Clinically, the patient is first diagnosed with PD, and may develop into dementia at a later stage of the disease and is therefore diagnosed with PDD. Therefore, biomarkers that predict or diagnose the early course of PDD in PD individuals do have clinical implications. According to the results in Figure 7, the plasma alpha-synuclein value was significantly higher in patients with PDD than in PD patients ( p < 0.001), which means that plasma alpha-synuclein is expected to be used as a clinical monitor for PDD progression in PD patients. parameter.
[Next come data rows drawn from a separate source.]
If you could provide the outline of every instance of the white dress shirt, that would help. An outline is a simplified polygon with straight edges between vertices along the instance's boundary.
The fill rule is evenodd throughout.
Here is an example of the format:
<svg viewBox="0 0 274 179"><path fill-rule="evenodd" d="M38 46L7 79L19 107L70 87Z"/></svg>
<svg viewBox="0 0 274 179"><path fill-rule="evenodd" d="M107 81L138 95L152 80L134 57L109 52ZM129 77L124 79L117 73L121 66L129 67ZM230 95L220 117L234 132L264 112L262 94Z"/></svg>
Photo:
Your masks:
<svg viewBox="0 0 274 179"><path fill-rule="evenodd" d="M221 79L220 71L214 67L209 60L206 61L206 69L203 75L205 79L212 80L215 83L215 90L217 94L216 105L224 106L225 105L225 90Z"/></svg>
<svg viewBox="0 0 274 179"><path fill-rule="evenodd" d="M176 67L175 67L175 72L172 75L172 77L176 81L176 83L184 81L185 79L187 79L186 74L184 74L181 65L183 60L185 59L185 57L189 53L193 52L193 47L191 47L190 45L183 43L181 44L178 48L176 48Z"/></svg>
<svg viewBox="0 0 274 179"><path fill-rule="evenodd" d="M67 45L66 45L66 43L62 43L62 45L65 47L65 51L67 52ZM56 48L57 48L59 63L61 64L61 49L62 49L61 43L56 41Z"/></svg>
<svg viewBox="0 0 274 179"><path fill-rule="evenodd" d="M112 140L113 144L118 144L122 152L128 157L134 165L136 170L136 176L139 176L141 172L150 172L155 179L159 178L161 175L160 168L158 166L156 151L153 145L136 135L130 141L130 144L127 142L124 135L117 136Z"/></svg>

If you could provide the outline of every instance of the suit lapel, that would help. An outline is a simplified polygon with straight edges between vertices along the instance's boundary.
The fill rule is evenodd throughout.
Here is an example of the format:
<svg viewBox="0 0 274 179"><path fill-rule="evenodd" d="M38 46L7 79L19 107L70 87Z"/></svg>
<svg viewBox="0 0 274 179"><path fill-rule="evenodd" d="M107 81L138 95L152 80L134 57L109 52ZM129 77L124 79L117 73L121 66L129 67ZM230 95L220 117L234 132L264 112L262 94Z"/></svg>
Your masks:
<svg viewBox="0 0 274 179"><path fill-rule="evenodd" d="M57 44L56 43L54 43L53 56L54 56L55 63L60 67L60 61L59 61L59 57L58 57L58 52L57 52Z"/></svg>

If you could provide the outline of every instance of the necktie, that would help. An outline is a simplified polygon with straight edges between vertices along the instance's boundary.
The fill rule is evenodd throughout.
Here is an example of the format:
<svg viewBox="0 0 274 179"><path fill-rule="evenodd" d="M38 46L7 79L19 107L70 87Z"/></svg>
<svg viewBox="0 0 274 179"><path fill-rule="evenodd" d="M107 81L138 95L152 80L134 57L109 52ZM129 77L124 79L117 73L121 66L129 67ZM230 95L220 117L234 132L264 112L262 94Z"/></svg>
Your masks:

An agent for measuring α-synuclein was developed by immobilizing an antibody against α-synuclein on magnetic nanoparticles. The dynamic range of α-synuclein was determined to be from 0.3 fg/ml to 310 pg/ml by immunomagnetic depletion (IMR) using a high T _c SQUID magnetic meter. The ultra-sensitivity SQUID-based IMR was applied to the determination of human plasma alpha-synuclein. Preliminary results showed significant differences in plasma alpha-synuclein concentrations between healthy individuals, PD patients, and PDD patients. It seems promising to apply IMR to the diagnosis of PD and PDD by measuring plasma alpha-synuclein.

Claims (4)

A method for identifying Parkinson's disease or Parkinson's disease dementia having normal cognition in an individual, comprising: (a) detecting an immunomagnetic of alpha-synuclein in vitro in a blood sample of the individual An IVR signal, wherein the IMR signal of the α-synuclein is produced by combining α-synuclein with magnetic nanoparticles containing an anti-α-synuclein antibody, and is obtained by the following formula IMR signal of α-synuclein: IMR(%)=(χac,o-χac,φ)/χac, o×100% where χac represents time-dependent AC susceptibility; χac,o denotes start Χac, the average of the system χac in the first 45 minutes; χac, φ is the final χac, the average value of the system χac in the last 45 minutes; (b) the α- detected in step (a) The IMR signal of synuclein is aligned with a logic function (I) to calculate the concentration of α-synuclein in the blood sample: Where IMR (%) is the IMR signal of the _α- synuclein, φ _α-syn is the concentration of the α-synuclein, the parameter A is the background value, the B is the maximum, φ _o is The IMR signal is equal to the concentration of _α- synuclein at ((A+B)/2), and the slope of the curve φ _o at the data point φ _o with φ _α-syn as the x-axis and IMR (%) as the y-axis. And (c) comparing the concentration of the α-synuclein obtained in step (b) with a predetermined threshold range, wherein the concentration of the α-synuclein above the predetermined threshold range represents Parkinson's Symptoms of dementia, the concentration of the α-synuclein between the predetermined threshold ranges represents Parkinson's disease with normal cognition, and the concentration of the α-synuclein is lower than the predetermined threshold range health. The method of claim 1, wherein the magnetic nanoparticle material is selected from the group consisting of Fe ₃ O ₄ , Fe ₂ O ₃ , MnFe ₂ O ₄ , CoFe ₂ O ₄ and NiFe ₂ O ₄ . Group. The method of claim 1, wherein the magnetic nanoparticle material is Fe ₃ O ₄ . The method of claim 1, wherein the blood sample is plasma.